Me voilà enfin tranquille à Bruxelles, et je profite de ce petit moment de loisir pour m’entretenir avec vous. Je pars demain pour aller trouver à Aix-la-Chapelle le roi qui a changé deux fois le système de l’Europe, et qui pourtant n’est pas puni de Dieu ; car il est aux eaux sans avoir besoin de les prendre, et les médecins sont au nombre des puissances dont il se moque. Si notre Mahomet, mon cher ami, eût été représenté devant lui, il n’en eût pas été effarouché, comme l’ont été nos prétendus dévots. Il ne veut pas faire jouer Saïre, parce qu’il y a trop de christianisme, à ce qu’il dit, dans la pièce. Vous jugez bien que le miracle de Polyeucte n’est pas de son goût, et que celui de Mahomet lui plaît davantage.
Nos jansénistes de Paris, et, surtout, nos jansénistes convulsionnaires, ne pensent point ainsi. Les bonnes gens ont cru que l’on attaquait saint Médard et M. saint Pâris. Il y a eu même de vos graves confrères, conseillers au parlement de Paris, qui ont représenté à leur chambre que cette pièce était toute propre à faire des Jacques Clément et des Ravaillac. Ne trouvez-vous pas que ce sont là de bonnes têtes ? Ils croient sans doute qu’Harpagon fait des avares, et enseigne à prêter sur gages. Il y a une chose qui me fait de la peine, mon cher ami, et je vous la dirai : c’est que le gros de notre nation n’a point d’esprit. Le petit nombre d’illustres précepteurs que les Français ont eus dans le siècle passé n’a pu encore rendre la raison universelle. Corneille, Racine, Molière, La Bruyère, Bossuet, Fénelon, etc., etc., ont eu beau faire, le petit, le léger, sont le caractère dominant. Cependant il y a toujours le petit nombre des élus, à la tête desquels je vous place. Ceux-là conduisent à la longue le troupeau : Dux regit agmen ; mais ce n’est qu’à la longue, et il faut des années avant que les gens d’esprit ait repétri les sots.
Le Tartufe essuya autrefois de plus violentes contradictions ; il fut enfin vengé des hypocrites. J’espère l’être des fanatiques : car enfin Mahomet est Tartufe-le-Grand.

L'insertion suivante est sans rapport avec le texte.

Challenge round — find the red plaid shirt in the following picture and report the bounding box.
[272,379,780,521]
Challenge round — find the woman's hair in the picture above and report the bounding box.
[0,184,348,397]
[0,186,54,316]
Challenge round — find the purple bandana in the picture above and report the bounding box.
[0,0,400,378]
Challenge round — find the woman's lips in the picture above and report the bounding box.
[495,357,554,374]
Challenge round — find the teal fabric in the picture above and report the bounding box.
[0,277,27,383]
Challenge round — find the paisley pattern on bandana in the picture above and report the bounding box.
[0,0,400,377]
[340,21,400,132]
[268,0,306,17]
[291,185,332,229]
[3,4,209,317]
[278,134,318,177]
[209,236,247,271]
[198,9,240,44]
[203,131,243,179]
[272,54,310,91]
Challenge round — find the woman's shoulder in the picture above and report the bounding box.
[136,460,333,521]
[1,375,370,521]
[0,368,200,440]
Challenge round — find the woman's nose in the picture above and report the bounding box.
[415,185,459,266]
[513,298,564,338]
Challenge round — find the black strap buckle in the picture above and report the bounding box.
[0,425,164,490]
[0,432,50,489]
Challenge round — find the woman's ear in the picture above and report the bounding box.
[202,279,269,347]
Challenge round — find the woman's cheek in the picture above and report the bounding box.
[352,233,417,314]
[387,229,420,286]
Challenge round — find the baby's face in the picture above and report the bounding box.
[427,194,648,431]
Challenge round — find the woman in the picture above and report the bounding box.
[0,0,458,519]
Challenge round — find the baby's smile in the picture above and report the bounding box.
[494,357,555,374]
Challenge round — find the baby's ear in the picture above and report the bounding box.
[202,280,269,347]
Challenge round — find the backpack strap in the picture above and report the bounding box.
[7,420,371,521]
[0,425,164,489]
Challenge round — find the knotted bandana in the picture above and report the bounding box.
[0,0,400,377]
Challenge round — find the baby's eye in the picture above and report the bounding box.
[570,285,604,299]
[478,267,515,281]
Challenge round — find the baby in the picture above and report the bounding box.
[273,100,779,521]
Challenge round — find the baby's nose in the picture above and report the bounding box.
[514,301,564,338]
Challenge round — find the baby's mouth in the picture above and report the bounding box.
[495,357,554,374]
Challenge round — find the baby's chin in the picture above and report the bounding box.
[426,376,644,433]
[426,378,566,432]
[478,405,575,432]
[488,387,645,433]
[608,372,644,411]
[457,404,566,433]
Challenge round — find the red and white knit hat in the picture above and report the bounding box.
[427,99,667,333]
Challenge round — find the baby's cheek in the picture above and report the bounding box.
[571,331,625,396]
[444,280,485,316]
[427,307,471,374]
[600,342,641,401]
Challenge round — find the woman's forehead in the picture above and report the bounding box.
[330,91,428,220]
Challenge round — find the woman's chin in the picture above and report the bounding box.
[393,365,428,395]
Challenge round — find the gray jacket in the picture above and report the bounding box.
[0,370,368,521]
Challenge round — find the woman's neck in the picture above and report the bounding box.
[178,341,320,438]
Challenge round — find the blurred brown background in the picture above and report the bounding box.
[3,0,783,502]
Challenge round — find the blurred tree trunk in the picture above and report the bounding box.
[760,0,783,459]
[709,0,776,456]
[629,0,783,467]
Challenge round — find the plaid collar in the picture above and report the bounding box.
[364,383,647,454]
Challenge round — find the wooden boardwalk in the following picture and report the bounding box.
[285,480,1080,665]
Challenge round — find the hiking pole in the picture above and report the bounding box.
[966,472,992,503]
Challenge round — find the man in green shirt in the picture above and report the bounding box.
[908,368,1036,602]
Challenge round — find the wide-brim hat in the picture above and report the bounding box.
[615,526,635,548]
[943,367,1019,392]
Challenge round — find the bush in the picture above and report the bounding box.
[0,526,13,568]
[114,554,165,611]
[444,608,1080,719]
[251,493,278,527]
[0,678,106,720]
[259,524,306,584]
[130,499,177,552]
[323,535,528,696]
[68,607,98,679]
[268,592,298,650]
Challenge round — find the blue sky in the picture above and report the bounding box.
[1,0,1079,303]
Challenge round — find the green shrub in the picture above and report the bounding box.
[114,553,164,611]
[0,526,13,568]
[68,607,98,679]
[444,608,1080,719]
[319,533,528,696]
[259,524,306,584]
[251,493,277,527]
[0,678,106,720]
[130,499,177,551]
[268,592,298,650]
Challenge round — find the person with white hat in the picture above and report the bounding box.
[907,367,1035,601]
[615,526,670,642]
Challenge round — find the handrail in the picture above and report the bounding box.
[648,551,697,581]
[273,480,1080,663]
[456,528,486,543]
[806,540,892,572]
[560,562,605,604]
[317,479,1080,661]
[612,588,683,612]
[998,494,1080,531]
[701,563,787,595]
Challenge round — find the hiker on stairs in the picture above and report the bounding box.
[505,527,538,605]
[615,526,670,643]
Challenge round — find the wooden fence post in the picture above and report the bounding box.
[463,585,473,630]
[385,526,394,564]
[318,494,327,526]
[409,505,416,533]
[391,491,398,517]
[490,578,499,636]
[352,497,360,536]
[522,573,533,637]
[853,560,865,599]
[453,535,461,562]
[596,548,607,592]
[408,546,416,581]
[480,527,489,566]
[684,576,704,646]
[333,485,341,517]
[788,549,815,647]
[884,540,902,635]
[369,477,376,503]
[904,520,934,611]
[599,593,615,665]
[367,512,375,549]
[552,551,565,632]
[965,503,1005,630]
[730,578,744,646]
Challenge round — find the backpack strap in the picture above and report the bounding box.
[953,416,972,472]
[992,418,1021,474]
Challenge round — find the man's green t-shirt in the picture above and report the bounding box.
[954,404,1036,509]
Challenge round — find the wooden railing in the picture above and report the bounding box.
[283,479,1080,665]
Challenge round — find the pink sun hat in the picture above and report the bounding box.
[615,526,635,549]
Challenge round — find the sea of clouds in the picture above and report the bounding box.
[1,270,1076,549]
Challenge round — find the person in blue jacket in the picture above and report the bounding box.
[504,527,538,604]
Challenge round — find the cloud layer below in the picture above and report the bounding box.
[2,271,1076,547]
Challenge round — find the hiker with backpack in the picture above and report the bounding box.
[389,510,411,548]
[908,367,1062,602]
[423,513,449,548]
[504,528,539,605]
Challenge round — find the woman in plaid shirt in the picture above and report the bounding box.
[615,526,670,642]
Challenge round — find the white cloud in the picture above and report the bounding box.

Nous en raisonnerons à Paris, c’est là ma plus chère espérance : car vous y viendrez à ce Paris, et moi j’y serai dans deux ou trois mois.
10 Septembre 1742.
Tout ce griffonnage, mon cher ami, avait été écrit il y a huit jours. J’ai été voir le roi de Prusse avant de finir ma lettre. J’ai courageusement résisté aux belles propositions qu’il m’a faites. Il m’offre une belle maison à Berlin, et une jolie terre ; mais je préfère mon second étage dans la maison de madame du Châtelet (1). Il m’assure de sa faveur et de la conservation de ma liberté, et je cours à Paris à mon esclavage et à la persécution. Je me crois un petit Athénien qui refuse les bontés du roi de Perse. Il y a pourtant une petite différence ; on était libre à Athènes, et je suis sûr qu’il y avait beaucoup de Cidevilles ; sans cela, comment aurait-on pu aimer sa patrie ? C’est beaucoup qu’il y en ait un en France, et que je puisse me flatter d’avoir bientôt la consolation de l’embrasser.
Madame du Châtelet fait toujours ici sa malheureuse guerre de chicane et on craint à tout moment d’en voir une véritable et universelle. Quel acharnement ! ne faudra-t-il pas faire la paix après la guerre ? Eh ! morbleu, que ne fait-on la paix tout d’un coup ?
Adieu ; madame du Châtelet vous fait ses compliments ; je vous regrette, je vous regrette… je vous aime, je voudrais passer avec vous ma vie.
1 – L’hôtel Lambert, que Voltaire avait habité avec la marquise pendant l’été de 1742. (G.A.)